TIPS FOR MAKING THE BEST LEMON POPPY SEED COOKIES
- Use fresh lemon zest! This is where most of the lemon flavor comes from, so don’t skip it. Zest your lemons right before using for the brightest flavor.
- Cream the butter really well. Take your time here, mix until it’s light and fluffy. This step helps give you that soft, tender texture.
- Don’t overmix the dough. Once you add the flour, mix just until everything comes together. Overmixing can make the cookies dense instead of soft.
- Chill the dough! This step is key! Chilling helps the cookies hold their shape and prevents them from spreading too much in the oven.
- Use a rounded spoon to shape the indent. A rounded measuring spoon works perfectly to create that little well for the lemon curd, easy and consistent.
- Go for thick and creamy lemon curd! If your curd is too runny, it can spread too much while baking. A thicker curd stays nice and creamy on top.
- Don’t overbake. The edges should be set, but the centers can still look slightly soft. They’ll continue to set as they cool.
- Let them cool completely on the pan. This is the hardest part, but it’s worth it. The cookies finish setting and develop that perfect texture, slightly crisp on the outside, soft and chewy in the center.
HERE’S HOW TO STORE THESE COOKIES
Even when baked, lemon curd is still made with eggs and butter, so it’s best to keep these cookies refrigerated.
Store them in an airtight container in the fridge for up to 5 days. If possible, avoid stacking the cookies to keep the lemon curd intact. When you’re ready to enjoy, let them sit at room temperature for a few minutes for the best texture, or warm them in the microwave for a few seconds, or in a 350°F oven for 5–8 minutes.
You can freeze the baked cookies for up to 1 month. Arrange them in a single layer to freeze first, then transfer to a container. Keep in mind the texture may change slightly after thawing.
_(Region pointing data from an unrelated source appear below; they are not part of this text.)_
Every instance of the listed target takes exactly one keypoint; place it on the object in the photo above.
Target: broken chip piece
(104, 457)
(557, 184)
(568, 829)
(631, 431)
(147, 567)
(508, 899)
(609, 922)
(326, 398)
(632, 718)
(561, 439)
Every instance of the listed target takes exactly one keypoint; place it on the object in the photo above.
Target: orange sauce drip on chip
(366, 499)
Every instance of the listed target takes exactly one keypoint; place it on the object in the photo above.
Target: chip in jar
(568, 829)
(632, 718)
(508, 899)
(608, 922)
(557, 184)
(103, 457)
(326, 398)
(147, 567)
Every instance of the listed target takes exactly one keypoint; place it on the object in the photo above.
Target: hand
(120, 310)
Pro tip: Place parchment paper between layers to prevent sticking and to protect the lemon curd topping.
Lemon Poppy Seed Cookies
These lemon poppy seed cookies are a lemon lover’s dream come true! The dough is packed with bright lemon flavor, with just the right amount of crunch from the poppy seeds, then topped with creamy lemon curd. They’re more than just basic lemon cookies.
Ingredients
- 169g (1+1/2 sticks) unsalted butter, soft at room temperature
- 300g (1+1/2 cups) granulated sugar
- zest of 2 lemon
- 1 large egg, room temperature
- 1 egg yolk, room temperature
- 2 teaspoons vanilla extract
- 1/4 teaspoon salt
- 375g (3 cups, spoon and level method) all-purpose flour
- 1 teaspoon baking soda
- 3/4 tablespoon poppy seed
Instructions
- In a medium bowl, whisk together the flour and baking soda. Set aside.
- In a large mixing bowl, cream the unsalted butter, granulated sugar, and lemon zest until light and fluffy.
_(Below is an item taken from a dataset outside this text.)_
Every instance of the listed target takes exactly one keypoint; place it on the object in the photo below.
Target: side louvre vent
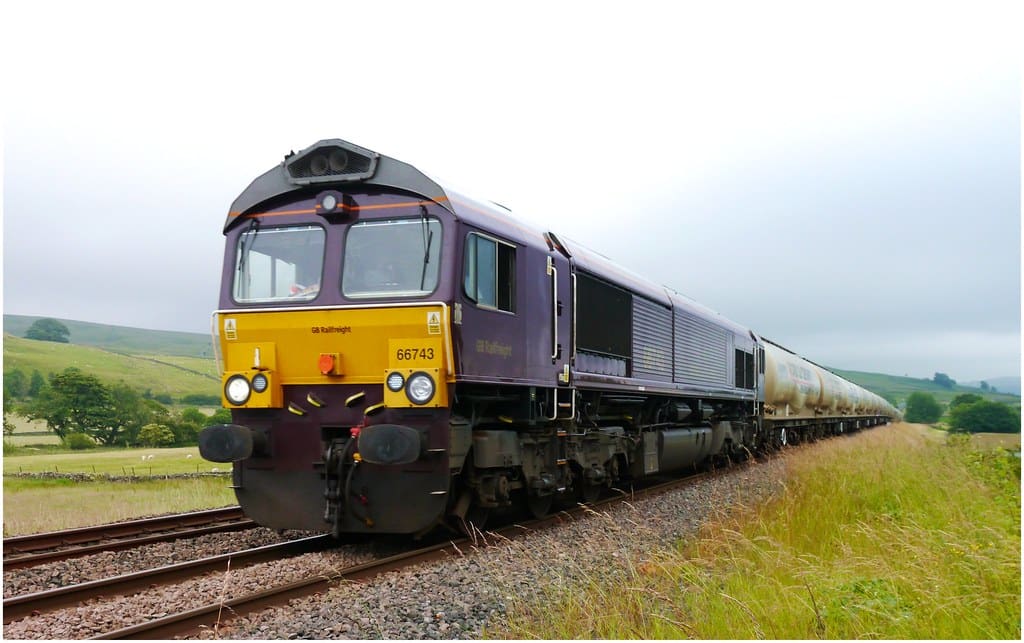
(651, 340)
(331, 162)
(701, 351)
- Add the eggs, vanilla extract, and salt, mixing until well combined.
- Stir in the poppy seeds, then gradually add the dry ingredients, mixing just until combined and no streaks of flour remain.
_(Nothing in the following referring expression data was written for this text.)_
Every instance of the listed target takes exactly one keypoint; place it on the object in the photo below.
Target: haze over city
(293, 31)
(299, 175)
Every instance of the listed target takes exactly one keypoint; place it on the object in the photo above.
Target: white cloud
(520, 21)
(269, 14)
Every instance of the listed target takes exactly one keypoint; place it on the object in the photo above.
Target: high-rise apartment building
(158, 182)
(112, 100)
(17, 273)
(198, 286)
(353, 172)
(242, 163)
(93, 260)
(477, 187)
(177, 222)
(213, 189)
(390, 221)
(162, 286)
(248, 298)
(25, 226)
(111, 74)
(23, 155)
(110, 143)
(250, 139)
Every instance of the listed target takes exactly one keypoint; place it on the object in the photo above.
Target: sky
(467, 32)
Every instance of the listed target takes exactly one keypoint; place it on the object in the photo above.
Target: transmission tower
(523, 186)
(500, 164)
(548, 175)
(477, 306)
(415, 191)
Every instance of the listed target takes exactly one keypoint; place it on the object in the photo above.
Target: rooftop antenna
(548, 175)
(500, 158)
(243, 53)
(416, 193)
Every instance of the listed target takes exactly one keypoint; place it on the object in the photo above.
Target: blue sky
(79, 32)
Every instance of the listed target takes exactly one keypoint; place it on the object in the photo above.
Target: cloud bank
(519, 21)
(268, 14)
- Scoop the dough into balls and use the back of a measuring spoon to create an indent in each one.
- Fill with lemon curd, cover, and chill for at least 1 hour (or up to overnight).
- When ready to bake, preheat the oven to 350°F and line a baking sheet with parchment paper.
- Arrange the cookies about 2 inches apart and bake for about 15 minutes.
- Let the cookies cool and set completely on the baking sheet, at least 10 minutes. Enjoy!